Their singing, chanting and jumping create a sensory environment that is closer to a place of worship than a sporting spectacle. And when Messi scores the crucial second goal with a beautiful curling shot that scrapes in off the post, they go berserk with a manic bow of gratitude.

Here, at this match in this stadium, is the distillation of everything that is addictive about the World Cup. This experience, way beyond the 2-1 match result, will never be forgotten.

On the way back to the underground, however, there is a reminder of the underbelly of mass exuberance. The temporary wooden stairs, standing only scaffolding, begin to wobble and shake violently under the crush of fans trudging their way home. It would only take one plank to give way to spark a collapse of the whole construction and the prospect of tragic loss of life. This is no exaggeration. Holding the rail tightly, we look ahead anxiously, counting the stairs to the concrete concourse above.

Getty

Maracana during Argentina’s 2-1 win over Bosnia and Herzegovina. Photo: Getty

Up looms a tall rangy man wearing a Sydney FC jersey and his mate in an Australian jumper. “What an amazing experience!” I shout at him above the din of Argentine fans still chanting on the way back to the subway. “Have you ever heard that much noise in a stadium before?”

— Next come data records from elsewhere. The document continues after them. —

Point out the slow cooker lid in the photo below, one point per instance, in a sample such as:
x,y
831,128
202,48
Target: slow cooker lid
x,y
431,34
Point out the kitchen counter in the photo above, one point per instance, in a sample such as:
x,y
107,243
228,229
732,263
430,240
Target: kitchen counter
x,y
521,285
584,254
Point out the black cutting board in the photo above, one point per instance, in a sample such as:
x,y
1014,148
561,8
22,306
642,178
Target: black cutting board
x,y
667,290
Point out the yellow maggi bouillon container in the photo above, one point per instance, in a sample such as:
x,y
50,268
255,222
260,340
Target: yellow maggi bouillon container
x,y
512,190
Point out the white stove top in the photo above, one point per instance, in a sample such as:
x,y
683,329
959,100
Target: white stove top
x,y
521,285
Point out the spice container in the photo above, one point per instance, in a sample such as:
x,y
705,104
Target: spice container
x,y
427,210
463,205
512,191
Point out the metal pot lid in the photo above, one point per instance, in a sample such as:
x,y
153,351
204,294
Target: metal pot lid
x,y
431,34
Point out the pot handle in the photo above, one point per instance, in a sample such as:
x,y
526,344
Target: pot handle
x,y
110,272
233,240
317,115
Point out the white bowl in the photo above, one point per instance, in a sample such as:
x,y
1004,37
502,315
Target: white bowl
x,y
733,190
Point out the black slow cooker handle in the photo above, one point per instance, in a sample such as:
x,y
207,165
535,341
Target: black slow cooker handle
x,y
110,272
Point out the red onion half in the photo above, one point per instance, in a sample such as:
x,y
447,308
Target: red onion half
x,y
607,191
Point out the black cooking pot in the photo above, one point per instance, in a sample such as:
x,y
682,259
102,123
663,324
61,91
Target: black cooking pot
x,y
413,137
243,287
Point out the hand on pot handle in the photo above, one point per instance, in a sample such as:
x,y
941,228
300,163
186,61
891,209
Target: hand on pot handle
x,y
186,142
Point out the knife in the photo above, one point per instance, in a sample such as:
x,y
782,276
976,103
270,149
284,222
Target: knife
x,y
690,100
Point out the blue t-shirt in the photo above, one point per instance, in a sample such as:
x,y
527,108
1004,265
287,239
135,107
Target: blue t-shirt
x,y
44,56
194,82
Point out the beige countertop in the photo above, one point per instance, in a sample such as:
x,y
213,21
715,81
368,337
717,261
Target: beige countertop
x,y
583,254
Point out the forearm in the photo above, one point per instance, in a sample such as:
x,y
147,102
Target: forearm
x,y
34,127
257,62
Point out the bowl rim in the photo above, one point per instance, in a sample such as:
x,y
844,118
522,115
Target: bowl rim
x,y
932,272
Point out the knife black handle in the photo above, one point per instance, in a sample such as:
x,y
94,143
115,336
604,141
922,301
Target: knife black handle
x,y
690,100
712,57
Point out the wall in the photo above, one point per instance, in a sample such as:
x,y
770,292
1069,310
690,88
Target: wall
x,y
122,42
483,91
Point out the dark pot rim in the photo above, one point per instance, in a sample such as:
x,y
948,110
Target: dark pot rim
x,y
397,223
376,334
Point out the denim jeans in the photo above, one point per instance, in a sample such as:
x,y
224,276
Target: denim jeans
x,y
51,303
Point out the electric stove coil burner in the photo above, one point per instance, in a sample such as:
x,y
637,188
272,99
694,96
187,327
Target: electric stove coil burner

Calm as you like, he replied: “Mate, we watched the game in a bar 10 minutes from the Maracana … couldn’t get tickets. It sure looked noisy.”

Before I could laugh at his misfortune, he continued: “At least we saved ourselves a few thousand bucks. That’s what they were charging for tickets here before the match. What did you pay?”

There was no avoiding it. “We fluked some in the FIFA ballot. Face value.”

He shrugged his shoulders. “Well, we still got to experience the post-match crush – and it didn’t cost us anything.”